And this is what it looks like – the blue columns represent our expenses in Sydney, the red ones our average since 2016:
Having now lived three different lifestyles in four different regions, our daily cost of living compared as follows:
|Location||Expenses per person per day (USD)|
|Corporate life in Sydney||107.49|
|Backpacking in the Americas||76.74|
|Van Life New Zealand 2018 (with the occasional house sit)||54.86|
|Backpacking Europe 2019/20 (with the occasional house sit)||55.00|
|Backpacking New Zealand 2020/21 (with the occasional house sit)||46.41|
|Backpacking New Zealand 2021/22 (with frequent house sits)||48.33|
Let’s check out how each expense category compares in detail.

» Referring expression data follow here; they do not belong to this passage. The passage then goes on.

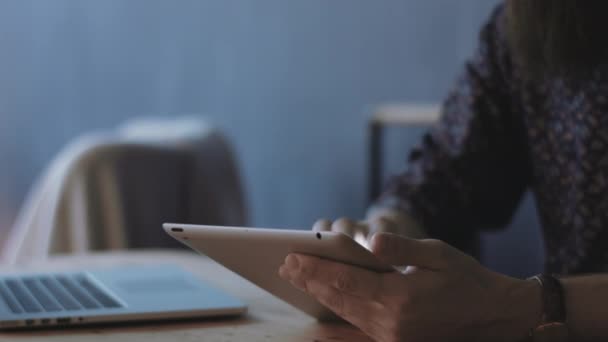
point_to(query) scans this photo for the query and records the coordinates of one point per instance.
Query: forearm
(586, 299)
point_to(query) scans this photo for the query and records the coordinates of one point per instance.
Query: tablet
(256, 254)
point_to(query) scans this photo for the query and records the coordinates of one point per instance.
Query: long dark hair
(558, 37)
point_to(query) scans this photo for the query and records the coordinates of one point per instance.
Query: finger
(382, 225)
(322, 225)
(357, 311)
(344, 225)
(397, 250)
(344, 278)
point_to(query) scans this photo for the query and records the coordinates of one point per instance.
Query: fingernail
(292, 262)
(283, 273)
(300, 285)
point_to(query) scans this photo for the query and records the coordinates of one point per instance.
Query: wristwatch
(553, 321)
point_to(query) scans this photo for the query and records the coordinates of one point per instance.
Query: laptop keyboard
(53, 293)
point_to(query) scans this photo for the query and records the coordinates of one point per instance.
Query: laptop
(112, 295)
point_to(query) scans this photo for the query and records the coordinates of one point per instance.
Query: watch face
(554, 332)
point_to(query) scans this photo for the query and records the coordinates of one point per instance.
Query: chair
(114, 190)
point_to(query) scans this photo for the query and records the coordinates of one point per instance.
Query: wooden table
(268, 319)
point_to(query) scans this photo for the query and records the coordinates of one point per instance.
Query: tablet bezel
(262, 251)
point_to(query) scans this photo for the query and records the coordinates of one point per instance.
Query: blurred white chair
(113, 191)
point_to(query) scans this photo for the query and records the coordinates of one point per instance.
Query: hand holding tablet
(256, 254)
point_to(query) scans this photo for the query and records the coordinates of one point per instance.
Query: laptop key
(39, 292)
(27, 301)
(9, 299)
(97, 293)
(60, 294)
(78, 293)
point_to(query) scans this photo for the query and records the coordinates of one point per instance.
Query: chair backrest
(113, 191)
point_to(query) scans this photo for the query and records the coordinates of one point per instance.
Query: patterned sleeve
(469, 171)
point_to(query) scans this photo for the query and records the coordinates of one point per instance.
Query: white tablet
(256, 254)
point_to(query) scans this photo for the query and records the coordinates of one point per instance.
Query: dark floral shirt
(500, 136)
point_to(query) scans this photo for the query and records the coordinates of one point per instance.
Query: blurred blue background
(291, 83)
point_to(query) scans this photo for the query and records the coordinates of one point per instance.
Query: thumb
(398, 250)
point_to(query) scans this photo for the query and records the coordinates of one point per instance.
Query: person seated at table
(529, 112)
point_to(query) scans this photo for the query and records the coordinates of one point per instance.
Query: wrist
(518, 311)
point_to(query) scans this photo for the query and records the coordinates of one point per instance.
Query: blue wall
(291, 82)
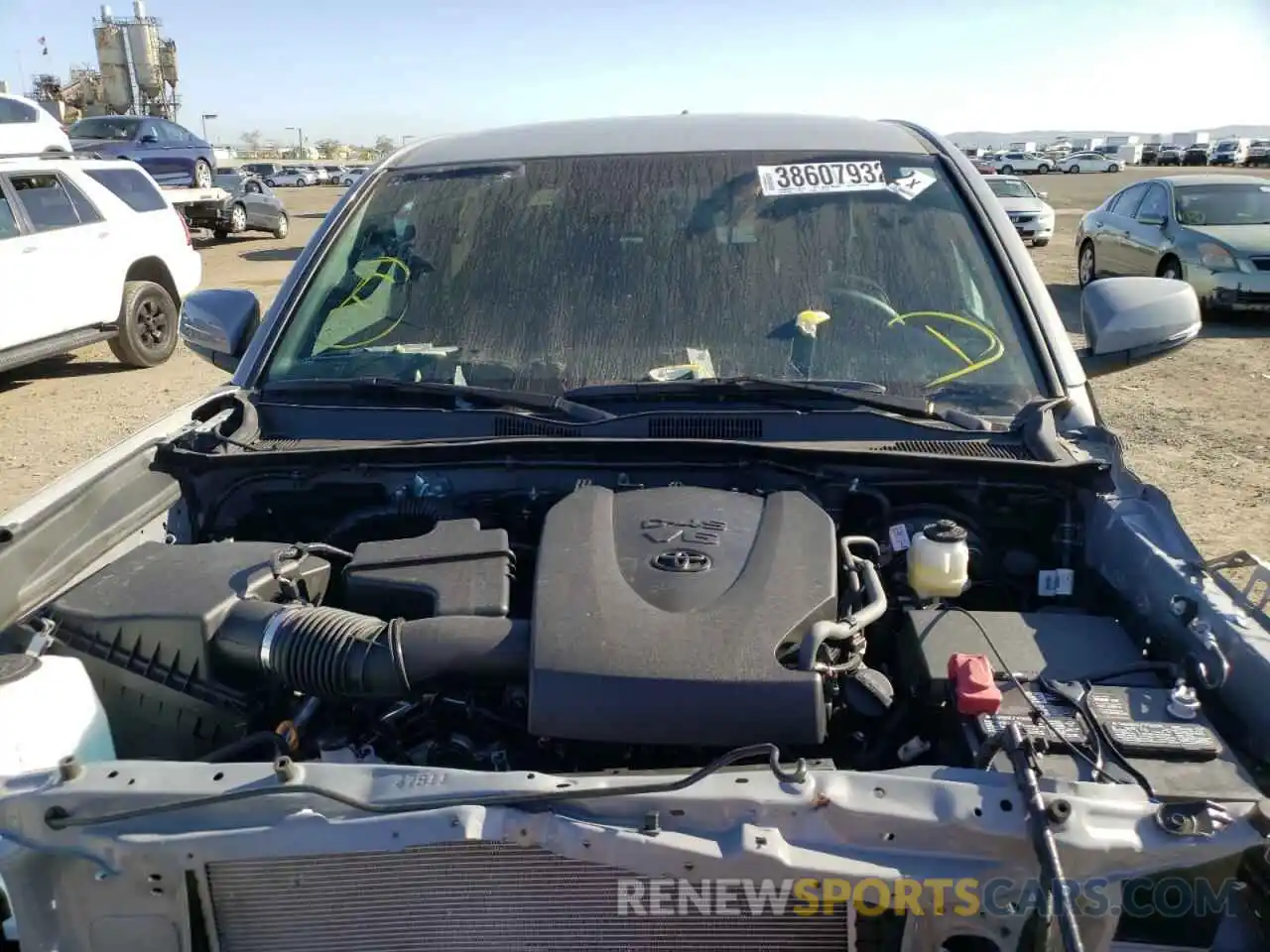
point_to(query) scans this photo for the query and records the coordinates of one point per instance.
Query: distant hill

Accommodation and Utilities
|USD37 per person per day||USD15 per person per day (-59%)|
|The above number includes the payments we made for our mortgage, council rates, utilities (that is, water, electricity, gas), home repairs, cleaner, gardener and communications (internet and mobile phone).|
Our house was mortgaged at 80% of the purchase price, with part of our mortgage offset against our savings to reduce our interest payments. Nevertheless, our biggest expense item within this category were our mortgage repayments (making up 2/3 of this expense category).
To our surprise, the costs of our cleaner and gardener came in at a second place, costing USD5 per person per day (or 14% of this category).
Utilities and communications costs came in at an equal third place, with 9% respectively.
|Having sold our house, mortgage repayments, council rates, utilities, home repairs, cleaner and gardener were a thing of the past, shaving a whopping USD24,937 per year from this category. Even after paying for short-term accommodation and with the help of the occasional house sit, we save USD16,725 on average per year.|
Another great save was our communication costs: Maintaining prepaid contracts for at least one if not both of our mobile phones (to make phone calls if required where global roaming was available) and utilising Wi-Fi wherever possible, we were able to reduce our communications costs up to USD2,138 per year.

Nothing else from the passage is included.